Tracing the history of weaving and how weavers and their textiles have been exploited from colonial times to the present, the book arrives at the contemporary situation where cultural appropriation of their designs by international businesses is rampant; their weavings are being purchased at extremely low prices, cut into pieces, made into new items and sold at enormous profits, while the weavers remain trapped in an inescapable cycle of poverty. The images of Mayan women and their textiles are being used by the Guatemalan State to attract tourism while the state does not invest any money to improve the lives of the women.

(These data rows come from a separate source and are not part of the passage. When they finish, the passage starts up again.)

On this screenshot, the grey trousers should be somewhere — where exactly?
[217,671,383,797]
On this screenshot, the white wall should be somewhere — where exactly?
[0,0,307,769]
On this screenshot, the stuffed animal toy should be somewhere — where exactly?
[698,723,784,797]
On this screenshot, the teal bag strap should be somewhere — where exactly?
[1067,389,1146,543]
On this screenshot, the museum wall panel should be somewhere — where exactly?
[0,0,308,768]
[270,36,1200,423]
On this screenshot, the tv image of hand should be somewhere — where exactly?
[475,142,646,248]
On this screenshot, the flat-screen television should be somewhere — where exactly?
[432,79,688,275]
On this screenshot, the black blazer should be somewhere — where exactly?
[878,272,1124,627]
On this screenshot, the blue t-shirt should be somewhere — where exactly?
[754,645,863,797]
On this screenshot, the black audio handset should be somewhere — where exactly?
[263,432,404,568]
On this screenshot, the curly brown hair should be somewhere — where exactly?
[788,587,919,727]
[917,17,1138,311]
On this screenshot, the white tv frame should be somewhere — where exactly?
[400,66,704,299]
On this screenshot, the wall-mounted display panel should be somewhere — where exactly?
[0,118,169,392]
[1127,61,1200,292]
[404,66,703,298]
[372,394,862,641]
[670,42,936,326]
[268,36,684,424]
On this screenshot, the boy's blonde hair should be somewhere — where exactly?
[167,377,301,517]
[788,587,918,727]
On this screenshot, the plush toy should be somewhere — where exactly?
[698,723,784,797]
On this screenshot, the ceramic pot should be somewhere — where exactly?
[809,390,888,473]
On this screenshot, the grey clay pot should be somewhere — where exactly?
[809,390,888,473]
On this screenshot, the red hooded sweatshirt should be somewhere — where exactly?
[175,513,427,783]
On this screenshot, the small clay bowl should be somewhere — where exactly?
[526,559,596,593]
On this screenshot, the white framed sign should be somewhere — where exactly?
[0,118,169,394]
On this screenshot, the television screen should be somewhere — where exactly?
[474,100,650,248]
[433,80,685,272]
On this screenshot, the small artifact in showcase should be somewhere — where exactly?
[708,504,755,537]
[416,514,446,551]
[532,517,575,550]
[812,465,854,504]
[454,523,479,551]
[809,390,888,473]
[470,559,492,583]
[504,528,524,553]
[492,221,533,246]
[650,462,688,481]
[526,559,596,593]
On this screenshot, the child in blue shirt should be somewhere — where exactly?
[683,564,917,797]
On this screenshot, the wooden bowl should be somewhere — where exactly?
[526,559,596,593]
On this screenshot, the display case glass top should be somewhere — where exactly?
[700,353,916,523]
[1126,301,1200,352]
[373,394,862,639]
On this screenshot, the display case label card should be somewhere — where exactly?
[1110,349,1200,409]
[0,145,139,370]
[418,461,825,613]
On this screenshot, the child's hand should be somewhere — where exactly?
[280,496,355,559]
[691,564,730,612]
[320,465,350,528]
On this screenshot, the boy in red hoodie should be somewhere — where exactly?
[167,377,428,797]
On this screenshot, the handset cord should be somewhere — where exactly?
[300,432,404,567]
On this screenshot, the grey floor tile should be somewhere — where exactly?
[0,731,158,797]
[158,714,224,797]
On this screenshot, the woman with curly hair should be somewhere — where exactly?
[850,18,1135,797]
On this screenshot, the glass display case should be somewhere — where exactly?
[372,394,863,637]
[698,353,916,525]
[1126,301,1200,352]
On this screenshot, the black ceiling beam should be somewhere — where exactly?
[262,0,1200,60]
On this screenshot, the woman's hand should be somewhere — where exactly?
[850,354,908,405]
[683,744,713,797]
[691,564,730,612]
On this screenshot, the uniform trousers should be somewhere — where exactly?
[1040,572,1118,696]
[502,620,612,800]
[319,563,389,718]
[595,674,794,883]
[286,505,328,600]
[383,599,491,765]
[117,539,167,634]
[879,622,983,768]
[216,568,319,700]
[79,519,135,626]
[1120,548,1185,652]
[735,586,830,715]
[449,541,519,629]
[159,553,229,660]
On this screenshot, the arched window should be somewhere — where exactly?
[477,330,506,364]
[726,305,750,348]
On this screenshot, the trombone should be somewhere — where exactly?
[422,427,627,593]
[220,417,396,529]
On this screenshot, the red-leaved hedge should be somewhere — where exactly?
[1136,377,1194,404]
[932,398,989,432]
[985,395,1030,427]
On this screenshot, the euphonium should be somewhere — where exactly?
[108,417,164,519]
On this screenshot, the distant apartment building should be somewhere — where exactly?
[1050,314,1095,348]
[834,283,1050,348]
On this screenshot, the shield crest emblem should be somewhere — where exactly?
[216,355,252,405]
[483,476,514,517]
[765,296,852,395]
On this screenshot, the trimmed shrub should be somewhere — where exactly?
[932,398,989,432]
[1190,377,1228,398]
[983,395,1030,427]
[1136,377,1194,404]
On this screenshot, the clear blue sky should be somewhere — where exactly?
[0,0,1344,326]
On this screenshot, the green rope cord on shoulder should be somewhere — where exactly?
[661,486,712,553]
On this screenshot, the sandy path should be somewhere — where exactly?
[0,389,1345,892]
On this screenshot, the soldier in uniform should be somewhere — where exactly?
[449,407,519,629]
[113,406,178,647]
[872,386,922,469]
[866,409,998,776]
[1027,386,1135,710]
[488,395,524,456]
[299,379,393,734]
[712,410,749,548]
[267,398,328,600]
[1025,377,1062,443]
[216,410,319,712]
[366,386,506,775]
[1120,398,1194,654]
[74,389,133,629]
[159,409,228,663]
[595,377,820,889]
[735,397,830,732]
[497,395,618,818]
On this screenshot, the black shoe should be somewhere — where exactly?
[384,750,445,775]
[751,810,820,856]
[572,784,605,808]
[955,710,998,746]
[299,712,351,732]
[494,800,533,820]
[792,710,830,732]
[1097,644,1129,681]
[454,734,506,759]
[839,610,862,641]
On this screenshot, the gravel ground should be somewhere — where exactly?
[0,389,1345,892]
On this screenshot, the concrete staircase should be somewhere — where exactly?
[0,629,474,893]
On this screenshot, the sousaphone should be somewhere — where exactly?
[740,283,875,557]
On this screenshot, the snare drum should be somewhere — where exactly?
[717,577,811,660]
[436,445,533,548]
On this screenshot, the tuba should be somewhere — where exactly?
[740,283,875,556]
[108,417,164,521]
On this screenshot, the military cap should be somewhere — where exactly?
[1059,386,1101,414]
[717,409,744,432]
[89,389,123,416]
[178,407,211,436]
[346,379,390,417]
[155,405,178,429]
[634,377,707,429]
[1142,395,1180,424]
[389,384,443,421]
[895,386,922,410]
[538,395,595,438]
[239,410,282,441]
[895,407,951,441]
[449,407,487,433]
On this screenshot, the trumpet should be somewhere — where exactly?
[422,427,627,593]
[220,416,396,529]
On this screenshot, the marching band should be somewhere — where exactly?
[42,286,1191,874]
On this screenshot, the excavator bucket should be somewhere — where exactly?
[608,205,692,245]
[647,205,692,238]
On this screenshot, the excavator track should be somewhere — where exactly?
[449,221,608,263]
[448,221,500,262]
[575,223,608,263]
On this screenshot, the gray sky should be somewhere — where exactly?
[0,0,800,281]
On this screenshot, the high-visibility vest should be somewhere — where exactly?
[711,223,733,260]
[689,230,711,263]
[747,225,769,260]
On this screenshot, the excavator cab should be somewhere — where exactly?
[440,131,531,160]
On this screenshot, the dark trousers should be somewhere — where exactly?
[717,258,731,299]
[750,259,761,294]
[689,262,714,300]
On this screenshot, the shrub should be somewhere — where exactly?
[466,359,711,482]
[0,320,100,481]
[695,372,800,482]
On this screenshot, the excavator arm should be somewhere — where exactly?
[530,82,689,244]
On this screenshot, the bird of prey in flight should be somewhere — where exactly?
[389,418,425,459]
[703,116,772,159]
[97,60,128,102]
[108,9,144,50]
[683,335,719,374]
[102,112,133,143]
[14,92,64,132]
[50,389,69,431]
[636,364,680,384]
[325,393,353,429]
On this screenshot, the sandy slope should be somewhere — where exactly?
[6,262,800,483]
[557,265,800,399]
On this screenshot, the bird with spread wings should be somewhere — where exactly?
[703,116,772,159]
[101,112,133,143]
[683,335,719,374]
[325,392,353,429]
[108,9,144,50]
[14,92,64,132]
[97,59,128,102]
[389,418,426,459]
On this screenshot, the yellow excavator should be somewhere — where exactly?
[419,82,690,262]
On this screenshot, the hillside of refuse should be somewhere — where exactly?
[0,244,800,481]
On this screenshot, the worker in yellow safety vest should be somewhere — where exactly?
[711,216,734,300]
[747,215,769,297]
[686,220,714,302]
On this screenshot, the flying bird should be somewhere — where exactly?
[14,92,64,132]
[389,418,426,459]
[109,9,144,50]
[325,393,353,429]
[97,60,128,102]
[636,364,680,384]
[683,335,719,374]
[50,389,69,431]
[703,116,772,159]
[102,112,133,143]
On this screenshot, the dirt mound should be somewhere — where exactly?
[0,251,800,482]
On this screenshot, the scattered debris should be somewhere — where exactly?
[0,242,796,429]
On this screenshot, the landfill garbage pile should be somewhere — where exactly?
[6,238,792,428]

Through this book, the National Mayan Weavers Movement is doing more than creating national and international awareness of the plight of weavers—so important in itself. It is also demanding respect and the allocation of resources and opportunities for Mayan women and the creation of laws to prevent the appropriation of their designs.
*Available in Spanish at this time, the book is being translated now into English. We will offer the English version as soon as it becomes available.